São Paulo enfrenta uma crise de saúde pública após o consumo de bebidas adulteradas com metanol, resultando em casos graves de intoxicação. Jovens foram hospitalizados, perderam a visão e entraram em coma, enquanto autoridades investigam a origem da contaminação e reforçam o alerta sobre os riscos do consumo de bebidas ilegais.
O drama de Diogo Marques, estudante que perdeu a visão após consumir gin com energético, ilustra a gravidade da situação. “Acordei, abri os olhos e estava tudo preto, com uma dor de cabeça muito forte”, relatou ao Fantástico. Seu amigo, Rafael, encontra-se em coma desde o início de setembro, com um quadro considerado irreversível, segundo sua mãe, Helena Martins.
A investigação policial se concentra em uma adega onde as vítimas adquiriram as bebidas. Garrafas de gin foram apreendidas para análise, mas a origem da contaminação ainda é desconhecida. Outra vítima, Rhadarani Domingos, ficou cega após consumir caipirinhas de vodca em uma festa, agravando ainda mais o cenário.

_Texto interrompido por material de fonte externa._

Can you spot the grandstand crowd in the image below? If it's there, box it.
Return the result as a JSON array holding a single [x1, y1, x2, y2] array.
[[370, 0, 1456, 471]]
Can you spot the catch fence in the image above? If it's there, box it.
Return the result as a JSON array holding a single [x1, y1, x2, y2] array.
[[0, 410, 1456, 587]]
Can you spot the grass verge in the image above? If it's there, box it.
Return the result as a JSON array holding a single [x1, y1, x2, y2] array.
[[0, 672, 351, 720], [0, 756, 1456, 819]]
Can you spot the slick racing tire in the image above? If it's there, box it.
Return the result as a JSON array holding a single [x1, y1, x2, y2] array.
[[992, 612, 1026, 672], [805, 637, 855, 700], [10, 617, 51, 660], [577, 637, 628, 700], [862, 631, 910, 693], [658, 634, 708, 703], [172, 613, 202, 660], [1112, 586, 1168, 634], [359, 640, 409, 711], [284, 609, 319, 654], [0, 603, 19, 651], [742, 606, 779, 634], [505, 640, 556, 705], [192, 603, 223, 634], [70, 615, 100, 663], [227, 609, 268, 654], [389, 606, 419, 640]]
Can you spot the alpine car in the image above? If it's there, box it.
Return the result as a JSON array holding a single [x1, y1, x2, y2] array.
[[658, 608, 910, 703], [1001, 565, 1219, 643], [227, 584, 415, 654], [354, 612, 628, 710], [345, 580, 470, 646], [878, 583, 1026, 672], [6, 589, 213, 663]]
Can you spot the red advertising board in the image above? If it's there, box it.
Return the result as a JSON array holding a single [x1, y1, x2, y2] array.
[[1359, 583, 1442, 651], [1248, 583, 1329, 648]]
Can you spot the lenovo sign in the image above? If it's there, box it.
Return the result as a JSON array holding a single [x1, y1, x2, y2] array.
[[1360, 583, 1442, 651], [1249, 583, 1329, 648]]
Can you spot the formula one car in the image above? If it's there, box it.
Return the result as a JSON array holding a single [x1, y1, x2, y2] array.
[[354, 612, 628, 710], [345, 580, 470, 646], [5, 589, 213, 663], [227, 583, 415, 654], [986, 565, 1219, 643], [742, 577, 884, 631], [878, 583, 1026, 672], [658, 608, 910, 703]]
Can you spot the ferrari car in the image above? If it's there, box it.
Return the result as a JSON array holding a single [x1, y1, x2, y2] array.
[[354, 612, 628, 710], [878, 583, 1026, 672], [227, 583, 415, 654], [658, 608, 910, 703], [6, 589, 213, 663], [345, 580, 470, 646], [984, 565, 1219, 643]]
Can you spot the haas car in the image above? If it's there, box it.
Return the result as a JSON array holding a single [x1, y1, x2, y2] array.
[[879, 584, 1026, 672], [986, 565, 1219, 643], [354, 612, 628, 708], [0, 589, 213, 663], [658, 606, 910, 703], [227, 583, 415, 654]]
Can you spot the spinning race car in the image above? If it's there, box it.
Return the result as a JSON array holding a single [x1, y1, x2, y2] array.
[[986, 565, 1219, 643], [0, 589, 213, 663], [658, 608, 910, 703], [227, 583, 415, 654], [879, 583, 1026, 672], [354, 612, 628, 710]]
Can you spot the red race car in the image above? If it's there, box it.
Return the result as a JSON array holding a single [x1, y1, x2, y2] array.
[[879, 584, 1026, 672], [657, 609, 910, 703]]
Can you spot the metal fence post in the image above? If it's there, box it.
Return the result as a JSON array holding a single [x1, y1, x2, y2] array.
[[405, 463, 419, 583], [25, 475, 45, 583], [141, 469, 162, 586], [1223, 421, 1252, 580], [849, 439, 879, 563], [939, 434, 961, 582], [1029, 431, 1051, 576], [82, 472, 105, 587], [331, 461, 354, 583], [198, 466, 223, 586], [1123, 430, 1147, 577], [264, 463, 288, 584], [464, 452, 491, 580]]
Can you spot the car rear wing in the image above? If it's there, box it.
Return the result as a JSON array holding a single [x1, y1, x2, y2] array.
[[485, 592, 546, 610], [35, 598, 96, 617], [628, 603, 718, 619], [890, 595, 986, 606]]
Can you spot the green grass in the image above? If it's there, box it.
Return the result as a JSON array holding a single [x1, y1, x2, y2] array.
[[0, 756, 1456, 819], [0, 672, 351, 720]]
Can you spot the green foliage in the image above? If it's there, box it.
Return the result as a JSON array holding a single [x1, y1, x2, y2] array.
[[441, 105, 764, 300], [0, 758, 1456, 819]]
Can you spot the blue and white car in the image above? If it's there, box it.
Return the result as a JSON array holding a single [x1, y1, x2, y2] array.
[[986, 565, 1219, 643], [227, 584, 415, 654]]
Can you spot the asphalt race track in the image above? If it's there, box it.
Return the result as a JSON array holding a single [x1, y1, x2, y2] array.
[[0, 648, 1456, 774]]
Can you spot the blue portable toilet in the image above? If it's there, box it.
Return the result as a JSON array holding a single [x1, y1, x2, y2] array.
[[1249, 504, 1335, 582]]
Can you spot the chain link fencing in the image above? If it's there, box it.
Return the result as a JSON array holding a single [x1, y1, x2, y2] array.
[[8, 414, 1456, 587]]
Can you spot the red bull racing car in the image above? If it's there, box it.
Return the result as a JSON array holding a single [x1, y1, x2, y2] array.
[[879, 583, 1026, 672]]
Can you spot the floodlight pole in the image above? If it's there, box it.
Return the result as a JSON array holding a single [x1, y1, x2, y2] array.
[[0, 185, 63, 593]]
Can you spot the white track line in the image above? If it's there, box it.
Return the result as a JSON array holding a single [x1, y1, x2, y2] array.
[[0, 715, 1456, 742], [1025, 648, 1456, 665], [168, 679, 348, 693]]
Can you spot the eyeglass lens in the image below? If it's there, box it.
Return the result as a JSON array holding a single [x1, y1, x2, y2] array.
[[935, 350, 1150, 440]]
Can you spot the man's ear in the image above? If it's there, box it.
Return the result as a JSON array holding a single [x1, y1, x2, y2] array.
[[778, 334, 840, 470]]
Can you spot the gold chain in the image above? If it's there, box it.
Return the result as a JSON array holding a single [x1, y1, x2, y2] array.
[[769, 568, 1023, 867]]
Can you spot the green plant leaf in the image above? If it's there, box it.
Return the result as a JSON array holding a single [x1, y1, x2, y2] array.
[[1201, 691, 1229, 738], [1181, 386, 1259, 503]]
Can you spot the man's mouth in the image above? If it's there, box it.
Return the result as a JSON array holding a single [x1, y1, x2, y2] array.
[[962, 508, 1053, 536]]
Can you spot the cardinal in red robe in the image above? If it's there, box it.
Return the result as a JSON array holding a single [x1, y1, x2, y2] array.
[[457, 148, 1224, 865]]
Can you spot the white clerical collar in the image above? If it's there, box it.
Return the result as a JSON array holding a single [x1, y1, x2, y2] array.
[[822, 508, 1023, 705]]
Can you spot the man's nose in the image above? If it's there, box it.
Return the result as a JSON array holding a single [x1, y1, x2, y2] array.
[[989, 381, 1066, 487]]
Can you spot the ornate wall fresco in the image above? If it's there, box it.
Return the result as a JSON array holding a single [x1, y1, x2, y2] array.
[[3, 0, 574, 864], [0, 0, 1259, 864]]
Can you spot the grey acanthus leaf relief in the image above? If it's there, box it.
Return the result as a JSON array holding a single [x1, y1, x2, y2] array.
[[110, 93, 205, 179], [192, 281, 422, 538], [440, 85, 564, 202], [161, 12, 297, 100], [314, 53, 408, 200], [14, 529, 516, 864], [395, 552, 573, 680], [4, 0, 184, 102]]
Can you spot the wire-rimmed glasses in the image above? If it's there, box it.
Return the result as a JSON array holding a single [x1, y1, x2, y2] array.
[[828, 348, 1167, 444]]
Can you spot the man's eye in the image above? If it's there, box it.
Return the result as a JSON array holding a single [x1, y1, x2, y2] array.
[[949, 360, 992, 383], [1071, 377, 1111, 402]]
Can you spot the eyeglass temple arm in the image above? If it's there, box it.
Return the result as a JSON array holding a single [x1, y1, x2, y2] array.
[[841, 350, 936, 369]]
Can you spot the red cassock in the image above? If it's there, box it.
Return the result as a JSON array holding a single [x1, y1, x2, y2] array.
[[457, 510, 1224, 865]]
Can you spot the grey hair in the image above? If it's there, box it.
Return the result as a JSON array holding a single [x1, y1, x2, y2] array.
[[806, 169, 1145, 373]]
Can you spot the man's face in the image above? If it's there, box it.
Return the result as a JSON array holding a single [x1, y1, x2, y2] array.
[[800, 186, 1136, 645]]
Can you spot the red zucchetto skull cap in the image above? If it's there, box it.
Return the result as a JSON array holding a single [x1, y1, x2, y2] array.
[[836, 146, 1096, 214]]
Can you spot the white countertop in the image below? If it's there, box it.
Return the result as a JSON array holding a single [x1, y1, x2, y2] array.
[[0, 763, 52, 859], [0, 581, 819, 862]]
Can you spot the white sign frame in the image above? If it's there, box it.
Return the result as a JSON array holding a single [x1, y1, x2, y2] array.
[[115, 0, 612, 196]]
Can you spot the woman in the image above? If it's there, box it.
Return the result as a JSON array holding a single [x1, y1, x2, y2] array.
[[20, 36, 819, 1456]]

A Vigilância Sanitária de São Paulo e o Centro de Investigação Toxicológica da Unicamp confirmaram seis casos de intoxicação por metanol, com três óbitos, e investigam outros dez. O Ministério da Justiça classificou os casos como atípicos, alertando para a necessidade de uma resposta rápida das autoridades sanitárias.
O metanol, usado como solvente, é altamente tóxico ao organismo humano. A Secretaria Estadual da Saúde reforça a importância de adquirir apenas bebidas legalizadas, com rótulo, lacre de segurança e selo fiscal. Sintomas como alterações visuais, dor de cabeça intensa e mal-estar persistente exigem atenção médica imediata.